For example, the story mission I played at Gamescom took place in Axis Chemicals, which fans of the 1989 Michael Keaton movie will immediately recognize as the birthplace of the Joker. But instead of gangster sociopath Jack Napier being dispatched to destroy incriminating evidence in the chemical plant (but with the situation becoming a setup to kill him for sleeping with the boss’ moll), it’s Red Hood #1, leader of the Red Hood Gang, as we’ve seen serve as the Joker origin story in some comic iterations. Red Hood is using the factory to manufacture a strange new compound that makes its victims laugh uncontrollably until they die. Under the hood is an unmistakable (and very passable) Jack Nicholson impression, so the character is not not the Batman ’89 Joker, but he’s been blended with other stories.
Likewise, the Batman who confronts him, at least in this demo, was the Robert Pattinson iteration of the character, accompanied by a Jim Gordon who looks very much like a Lego Jeffrey Wright, each of them from the 2022 film The Batman.

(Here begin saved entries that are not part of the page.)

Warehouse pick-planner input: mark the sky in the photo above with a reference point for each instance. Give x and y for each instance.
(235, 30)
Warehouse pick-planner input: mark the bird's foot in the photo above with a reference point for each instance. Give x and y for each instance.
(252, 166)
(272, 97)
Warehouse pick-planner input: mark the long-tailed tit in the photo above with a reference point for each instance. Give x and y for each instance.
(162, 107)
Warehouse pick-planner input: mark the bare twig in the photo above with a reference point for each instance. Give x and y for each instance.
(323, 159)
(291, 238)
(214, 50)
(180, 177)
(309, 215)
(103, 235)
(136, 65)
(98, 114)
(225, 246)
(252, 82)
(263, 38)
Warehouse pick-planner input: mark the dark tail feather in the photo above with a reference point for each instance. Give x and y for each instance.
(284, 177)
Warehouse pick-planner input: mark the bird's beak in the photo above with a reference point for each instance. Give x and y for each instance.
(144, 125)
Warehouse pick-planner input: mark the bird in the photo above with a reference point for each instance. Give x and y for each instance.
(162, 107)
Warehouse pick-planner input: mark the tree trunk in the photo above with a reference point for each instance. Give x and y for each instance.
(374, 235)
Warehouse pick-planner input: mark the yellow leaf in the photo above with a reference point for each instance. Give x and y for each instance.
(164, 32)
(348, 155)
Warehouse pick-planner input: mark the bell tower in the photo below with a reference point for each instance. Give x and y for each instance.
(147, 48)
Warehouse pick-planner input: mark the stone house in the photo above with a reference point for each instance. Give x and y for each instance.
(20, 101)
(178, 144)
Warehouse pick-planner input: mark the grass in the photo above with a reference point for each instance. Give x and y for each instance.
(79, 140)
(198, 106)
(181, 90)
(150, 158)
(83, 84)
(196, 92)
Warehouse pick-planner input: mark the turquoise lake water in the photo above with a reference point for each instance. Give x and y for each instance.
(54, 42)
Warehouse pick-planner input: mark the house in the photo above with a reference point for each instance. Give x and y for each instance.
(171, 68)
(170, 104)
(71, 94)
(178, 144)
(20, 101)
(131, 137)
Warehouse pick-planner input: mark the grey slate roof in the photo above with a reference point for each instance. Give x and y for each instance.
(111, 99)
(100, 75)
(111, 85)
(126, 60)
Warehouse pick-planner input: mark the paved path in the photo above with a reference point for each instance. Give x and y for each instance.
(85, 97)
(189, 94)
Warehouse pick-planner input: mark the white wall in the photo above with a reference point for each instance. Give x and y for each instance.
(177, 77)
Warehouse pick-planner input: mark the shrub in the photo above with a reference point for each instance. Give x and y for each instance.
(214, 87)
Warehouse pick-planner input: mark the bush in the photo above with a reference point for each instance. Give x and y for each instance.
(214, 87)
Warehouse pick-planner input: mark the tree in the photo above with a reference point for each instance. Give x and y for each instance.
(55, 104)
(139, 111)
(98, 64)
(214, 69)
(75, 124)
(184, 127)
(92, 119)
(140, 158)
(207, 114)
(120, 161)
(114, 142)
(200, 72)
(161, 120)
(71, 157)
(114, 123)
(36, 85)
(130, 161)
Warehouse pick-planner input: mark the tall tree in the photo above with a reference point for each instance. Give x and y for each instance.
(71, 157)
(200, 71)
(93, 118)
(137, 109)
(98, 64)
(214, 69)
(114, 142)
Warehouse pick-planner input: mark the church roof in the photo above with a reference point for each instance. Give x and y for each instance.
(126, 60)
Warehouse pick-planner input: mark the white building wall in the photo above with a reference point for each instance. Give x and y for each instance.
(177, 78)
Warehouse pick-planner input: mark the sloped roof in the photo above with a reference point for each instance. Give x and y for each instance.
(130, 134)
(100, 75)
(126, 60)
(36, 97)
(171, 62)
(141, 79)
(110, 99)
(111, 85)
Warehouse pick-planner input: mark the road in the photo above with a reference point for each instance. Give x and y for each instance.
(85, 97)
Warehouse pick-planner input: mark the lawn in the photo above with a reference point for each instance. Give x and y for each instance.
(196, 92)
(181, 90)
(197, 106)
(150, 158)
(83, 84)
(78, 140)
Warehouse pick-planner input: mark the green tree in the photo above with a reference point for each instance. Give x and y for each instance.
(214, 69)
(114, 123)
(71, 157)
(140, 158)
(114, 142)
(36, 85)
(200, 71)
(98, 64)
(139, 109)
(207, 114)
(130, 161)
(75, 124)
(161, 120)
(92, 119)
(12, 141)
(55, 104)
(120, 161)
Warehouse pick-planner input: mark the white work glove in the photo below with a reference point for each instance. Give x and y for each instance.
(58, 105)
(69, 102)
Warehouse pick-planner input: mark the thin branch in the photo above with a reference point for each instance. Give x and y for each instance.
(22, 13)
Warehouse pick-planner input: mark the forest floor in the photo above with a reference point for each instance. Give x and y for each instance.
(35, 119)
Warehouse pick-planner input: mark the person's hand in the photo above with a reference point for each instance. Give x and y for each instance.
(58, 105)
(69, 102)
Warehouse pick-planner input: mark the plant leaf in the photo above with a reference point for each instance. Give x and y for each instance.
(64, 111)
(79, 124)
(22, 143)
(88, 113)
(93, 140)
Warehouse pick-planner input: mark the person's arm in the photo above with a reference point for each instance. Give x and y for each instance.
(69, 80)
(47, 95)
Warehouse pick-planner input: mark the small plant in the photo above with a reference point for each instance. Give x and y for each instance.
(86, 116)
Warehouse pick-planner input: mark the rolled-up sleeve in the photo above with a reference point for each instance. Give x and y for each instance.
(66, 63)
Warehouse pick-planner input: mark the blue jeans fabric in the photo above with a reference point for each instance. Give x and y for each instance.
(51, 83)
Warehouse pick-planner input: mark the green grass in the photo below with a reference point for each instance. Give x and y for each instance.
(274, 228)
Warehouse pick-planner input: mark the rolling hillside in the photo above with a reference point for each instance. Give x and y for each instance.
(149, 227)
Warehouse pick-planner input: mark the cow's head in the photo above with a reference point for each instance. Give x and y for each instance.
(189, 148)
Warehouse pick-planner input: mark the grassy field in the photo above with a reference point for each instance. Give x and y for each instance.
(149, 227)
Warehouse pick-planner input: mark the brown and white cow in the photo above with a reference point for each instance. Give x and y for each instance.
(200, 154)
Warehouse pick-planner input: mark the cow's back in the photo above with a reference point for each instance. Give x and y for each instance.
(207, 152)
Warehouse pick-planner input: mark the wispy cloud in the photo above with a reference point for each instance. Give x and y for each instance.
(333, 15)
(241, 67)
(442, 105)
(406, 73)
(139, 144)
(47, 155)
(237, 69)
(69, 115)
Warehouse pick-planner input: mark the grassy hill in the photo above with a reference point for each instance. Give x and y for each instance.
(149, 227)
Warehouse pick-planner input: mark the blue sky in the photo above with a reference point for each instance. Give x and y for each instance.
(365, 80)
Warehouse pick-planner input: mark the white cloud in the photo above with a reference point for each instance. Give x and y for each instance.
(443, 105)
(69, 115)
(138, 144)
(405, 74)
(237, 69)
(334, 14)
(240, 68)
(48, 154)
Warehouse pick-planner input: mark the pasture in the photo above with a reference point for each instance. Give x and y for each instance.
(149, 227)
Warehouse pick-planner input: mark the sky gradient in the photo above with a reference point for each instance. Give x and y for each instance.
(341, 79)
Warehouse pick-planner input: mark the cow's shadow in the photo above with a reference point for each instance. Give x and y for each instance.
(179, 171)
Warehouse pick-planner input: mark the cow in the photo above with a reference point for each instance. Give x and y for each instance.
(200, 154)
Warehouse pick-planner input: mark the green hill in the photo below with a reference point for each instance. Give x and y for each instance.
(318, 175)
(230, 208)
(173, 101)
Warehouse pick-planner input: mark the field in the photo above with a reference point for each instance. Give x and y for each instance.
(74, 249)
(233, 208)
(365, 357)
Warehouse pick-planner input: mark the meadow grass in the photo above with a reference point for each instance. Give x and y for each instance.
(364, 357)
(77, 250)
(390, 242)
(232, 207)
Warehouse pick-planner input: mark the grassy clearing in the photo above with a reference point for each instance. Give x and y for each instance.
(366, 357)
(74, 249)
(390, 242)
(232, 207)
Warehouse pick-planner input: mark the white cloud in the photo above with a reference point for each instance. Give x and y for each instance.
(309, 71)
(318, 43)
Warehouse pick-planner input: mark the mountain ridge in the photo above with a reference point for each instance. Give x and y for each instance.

This mixing and matching of various great moments from Batman cinematic history is core to the spirit of Legacy of the Dark Knight, which sets the ambitious target of weaving elements of all of the Batman movies with other media into a single coherent story. When asked what that means for recurring characters played by different actors like the Joker, TT Games’ Jonathan Smith told GameSpot that perhaps some terrible things will happen to the Joker that will make him even more sinister and–presumably, but left unsaid–more like Heath Ledger’s incarnation in The Dark Knight.
That same sense of playfulness extends to the Easter eggs, which have always been a Lego staple but feel more focused here. Rather than collecting a hundred doodads to unlock 200 different but mechanically identical characters, you’re unlocking deep-cut styles for Batman and Commissioner Gordon. Those include some you’d expect, like iconic movie appearances, alongside some you might not. Batman looked especially great in his Brave and the Bold costume modeled after the 2008 cartoon show.
Both Batman and Gordon have looks based on their very first comic appearances, including Bats’ dopey big cowl ears and Gordon’s white suit and wispy mustache. The most surprising was Batman’s Rainbow Suit, a fully rendered Lego version of a classic and extremely goofy Silver Age comic book that has received iconic camp status.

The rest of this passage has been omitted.